Goggles with Tear-Offs
If you're new to the dirt riding scene watch a race sometime and occasionally you'll see a rider run his hand across his goggles usually in mid-flight after a jump. He's pulling a tear-off which is like a fancy wiper blade for goggles. Tear-offs are thin see-through plastic liners that stretch across the front of goggles. When dirt and mud build up where you can't see anymore, grab a tear-off and it's like a set of new goggles on your head.
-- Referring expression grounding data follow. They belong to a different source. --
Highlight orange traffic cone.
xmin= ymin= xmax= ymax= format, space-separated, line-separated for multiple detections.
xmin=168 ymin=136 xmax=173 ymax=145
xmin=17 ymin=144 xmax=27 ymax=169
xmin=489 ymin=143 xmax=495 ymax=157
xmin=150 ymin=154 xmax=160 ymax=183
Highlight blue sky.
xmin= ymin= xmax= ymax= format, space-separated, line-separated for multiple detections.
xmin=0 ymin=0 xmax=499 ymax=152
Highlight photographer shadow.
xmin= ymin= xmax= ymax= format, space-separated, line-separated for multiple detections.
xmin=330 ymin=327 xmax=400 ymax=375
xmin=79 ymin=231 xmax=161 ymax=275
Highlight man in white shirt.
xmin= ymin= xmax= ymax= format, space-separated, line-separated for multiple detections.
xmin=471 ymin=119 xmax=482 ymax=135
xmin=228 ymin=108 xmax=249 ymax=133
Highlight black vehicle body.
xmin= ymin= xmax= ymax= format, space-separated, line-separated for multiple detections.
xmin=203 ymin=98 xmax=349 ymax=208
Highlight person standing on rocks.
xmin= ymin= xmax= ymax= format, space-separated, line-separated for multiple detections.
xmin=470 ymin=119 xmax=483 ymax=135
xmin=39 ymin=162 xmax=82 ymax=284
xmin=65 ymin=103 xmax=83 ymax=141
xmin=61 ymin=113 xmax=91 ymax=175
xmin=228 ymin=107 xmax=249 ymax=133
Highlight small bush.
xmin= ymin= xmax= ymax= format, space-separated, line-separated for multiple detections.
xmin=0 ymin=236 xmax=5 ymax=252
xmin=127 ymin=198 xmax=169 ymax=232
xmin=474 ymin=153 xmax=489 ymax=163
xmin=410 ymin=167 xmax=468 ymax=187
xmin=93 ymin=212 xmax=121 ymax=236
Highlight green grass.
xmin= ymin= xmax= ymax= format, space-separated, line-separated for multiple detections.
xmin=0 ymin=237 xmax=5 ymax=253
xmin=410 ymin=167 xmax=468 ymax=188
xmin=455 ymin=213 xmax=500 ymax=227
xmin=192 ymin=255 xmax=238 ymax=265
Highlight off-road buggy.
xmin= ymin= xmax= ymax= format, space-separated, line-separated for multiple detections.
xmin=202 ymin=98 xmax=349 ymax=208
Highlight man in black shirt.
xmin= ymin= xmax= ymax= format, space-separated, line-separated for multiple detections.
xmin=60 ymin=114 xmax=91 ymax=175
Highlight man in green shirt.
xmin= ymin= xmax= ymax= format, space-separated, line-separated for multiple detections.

Zach Osborne wearing the tear-off goggle system
The plus side to tear-offs is you can stack 10 or even 20 tear-offs to use throughout a race. The downside is quite often you'll pull more than one and if you're in the middle of a race and need to see quickly, there's no time to be extra careful and pull off one, so you just grab whatever tab is available and pull sometimes at the expense of five or six new ones. Thus, you might go through your entire stack of tear-offs before the race ends. The expense isn't the worry - pretty cheap actually - it's running out of a clear view to the finish line.
Goggles with Roll-Offs
One way to fix the problem that tear-offs present in using more tear-offs than necessary is the roll-off system. This system is like how cameras used a roll of film before digital took over. On one side of your goggles is rolled-up clear film inside a canister and as needed you roll the new film across your field of vision on the goggles as the old film rolls into a canister equipped on the other side of your goggles.
Ryan Dungey wearing the roll-off goggle system
It sounds clunky but the major manufacturers have simplified the system so it works relatively flawlessly. However, the downside of the roll-off system is the time and necessary hand work to get new film across. When you're racing Moto and seconds count this is probably not the best method. Trail riders commonly use this system but it also comes with a steeper price tag.
Extra Tricks for Trouble Free Goggles
Sometimes the weather is just too much for the most adaptable set of goggles so if the mud is overwhelming or you just sweat profusely, especially on a hot day, you'll need reinforcements.
The foam padding around goggles provides comfort, serves as a dam for sweat and acts as an air filter. Like the oil-coated air filter in the dirt bike's engine, dab some baby oil around the outside (not the part that sticks to your face!) of the foam padding on those dry and dusty days to keep the grime out.
The anti-fog lens works...for a while. Then it stops working. So either use an anti-fog cleaner or wipe before riding or replace the old lens with a new dual lens which many riders find helps immensely.
For the heavy sweat days you can stick a Kotex or similar pad to the top inner foam. Yeah, that's right we said it. It works. Now, guys, as far as how you go about getting one well, we leave that to you to figure out. Godspeed.
Extending the length of the dirt bike helmet visor is a great way to keep muck of your face and can be done on the cheap. Since the visor on your helmet features a similar and complimentary shape to a goggle lens tape an old lens to the helmet visor as an added extension. You'll be surprised at how much another inch of coverage keeps your face and goggles free of debris. It's especially helpful if you ever need to remove your goggles during a race.
Trey Canard wearing the two sets of goggles system
Finally, if the double goggle method works for Trey Canard it can work for you. Wearing two sets of goggles is only necessary in a mud race when little is left to chance like fighting for the whole shot as mud coats you from head to boots. Riding with a pair of goggles over another pair offers the quickest and easiest technique to clear vision. Just be prepared to never find the first set.